While, sadly, my friend has completed his PhD, I think I would be comfortable giving him the OCR’d statistical abstracts using this pipeline, and would imagine it’d have made his life a little easier. Sorry I’m late, Alex.

Going forward, I am thinking I’ll:

  • Use this pipeline (maybe with a little more fine-tuning if necessary) to digitize the corpus of abstracts.
  • Investigate table extraction and see how well I can make that work well enough.

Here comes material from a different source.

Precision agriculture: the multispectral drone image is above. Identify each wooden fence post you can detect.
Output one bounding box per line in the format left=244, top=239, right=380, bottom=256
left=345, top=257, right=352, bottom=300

Furthermore, we can measure performance and identify low-confidence predictions for further fine-tuning, human intervention, or other correction if necessary. With MS’ commercial offering, you can identify low-confidence predictions, but have to fix them with post-processing and can’t fine-tune their OCR models. I can imagine a human-in-the-loop pipeline that makes this entire process easy, improving the model with human feedback and giving metrics about digitization quality based on minimal human labelling.

With that in mind, I want to work on a toolkit to make this really easy to do for any set of documents. If you’re interested in using such a thing, I’m looking for use cases, so feel free to reach out to [email protected].

If you’ve gotten this far, source is here: https://github.com/cmoscardi/stat-abstract-explore

Disclaimer: While I work at the Census Bureau, this was a side project for me. I’ve received no money or support to work on this, all views in the post are my own, etc. etc.